The Sky News Defence app is part of the news provider’s plan announced in January 2025 to become a “premium video-first newsroom built for the digital future”, with less of a focus on live, breaking TV news, by 2030. Paid podcasts are also in the pipeline to launch in the summer.
Comcast committed to continue funding Sky News at the rate of around £100m a year and protect editorial independence until 2028 when it bought Sky in 2018.
Sky News bosses have been considering how to introduce paid content for the first time since last year.
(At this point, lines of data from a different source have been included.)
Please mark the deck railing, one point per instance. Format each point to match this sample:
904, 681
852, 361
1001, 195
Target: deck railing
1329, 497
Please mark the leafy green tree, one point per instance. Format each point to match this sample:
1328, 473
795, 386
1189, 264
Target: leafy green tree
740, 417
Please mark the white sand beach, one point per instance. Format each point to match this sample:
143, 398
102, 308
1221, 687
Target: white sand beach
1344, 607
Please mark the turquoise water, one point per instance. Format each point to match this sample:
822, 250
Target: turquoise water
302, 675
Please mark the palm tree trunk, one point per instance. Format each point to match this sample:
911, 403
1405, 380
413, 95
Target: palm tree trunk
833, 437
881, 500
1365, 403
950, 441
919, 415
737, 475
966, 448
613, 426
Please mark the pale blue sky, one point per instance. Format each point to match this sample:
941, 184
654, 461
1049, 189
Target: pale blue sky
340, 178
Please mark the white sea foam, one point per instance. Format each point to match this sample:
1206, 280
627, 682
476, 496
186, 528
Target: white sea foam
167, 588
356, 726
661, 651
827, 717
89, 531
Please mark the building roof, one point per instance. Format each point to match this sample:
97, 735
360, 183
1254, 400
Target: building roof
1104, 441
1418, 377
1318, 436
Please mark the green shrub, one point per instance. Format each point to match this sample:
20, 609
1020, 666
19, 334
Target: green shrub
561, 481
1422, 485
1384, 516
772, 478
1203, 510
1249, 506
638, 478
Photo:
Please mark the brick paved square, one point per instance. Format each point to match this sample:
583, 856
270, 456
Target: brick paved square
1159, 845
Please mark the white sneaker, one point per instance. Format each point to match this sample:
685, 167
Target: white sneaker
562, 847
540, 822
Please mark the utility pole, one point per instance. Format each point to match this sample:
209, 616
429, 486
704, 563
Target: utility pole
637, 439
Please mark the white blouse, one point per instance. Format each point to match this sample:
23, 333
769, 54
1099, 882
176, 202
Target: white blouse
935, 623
A price has not yet been set for the new app.
Andy Thomson, executive director of business operations at Sky News, told Press Gazette: “We are looking at how we ultimately drive and create a long-term sustainable future for Sky News, underpinned by brilliant editorial, brilliant technology and great commercial outcomes.
“So when we think about that vision and how we show up for our audiences and our consumers, we’re quite excited about doing new, additive things that fit with the overall ethos of what we’re up to.
“This is an example of us starting to move into places where we think we’ve got a real authority and voice and distinction that ultimately consumers will engage with.”
Thomson added that the app is “playing to some of the themes that sit within 2030 about how do we move towards deeper, richer community building and starting to have a much more one-on-one relationship with the audiences, as opposed to that broad reach proposition”.
Thomson told Press Gazette that a paid podcast offering is also likely to launch this summer, with perks including bonus episodes, ad-free listening, newsletters and first access to live event tickets.
[Read more: Why The Economist has put its podcasts behind a paywall]
Sky News Defence, which will sit alongside the main Sky News free app, will feature deeper analysis, explainers and long-form journalism from security and defence editor Deborah Haynes, military analyst Michael Clarke and other contributors. It will be “very video-focused”, Thomson said, but not exclusively so.
He said the app is “very well set up to allow for that two-way community building aspect of this” as it contains Q&A and commenting features.
It was soft-launched at the London Defence Conference last week, allowing attendees to try it for free and share feedback. The official launch will come in the summer.
Thomson said the main audience is likely to be subject matter experts including professionals, policymakers and academics.
He noted that The Wargame from Sky News and Tortoise, which imagined how a Russian attack on the UK could play out and was highly commended for Innovation of the Year at the British Journalism Awards in December, reached “big audiences” and suggested there is “an interested community of broader public who would come to us for this”.
Thomson said Sky News Defence would allow the newsbrand to “test and learn” around the premium video concept and how consumers interact with it.
“It will be good in its own right, but I also think we’ll learn a huge amount as we continue to refine and adapt and grow the broad 2030 vision,” he said.
Sky News has signed a multi-year agreement with Noosphere to build the app, the tech provider’s first major enterprise deal with an international newsroom.
Noosphere launched its own paid-for app last year which consolidates video, audio and written content from various independent journalists.
CEO and founder Jane Ferguson, a former foreign correspondent for PBS, said the Sky News partnership “shows how established newsrooms are embracing a creator-led model that pairs the trust and rigour of newsroom talent with direct audience relationships”.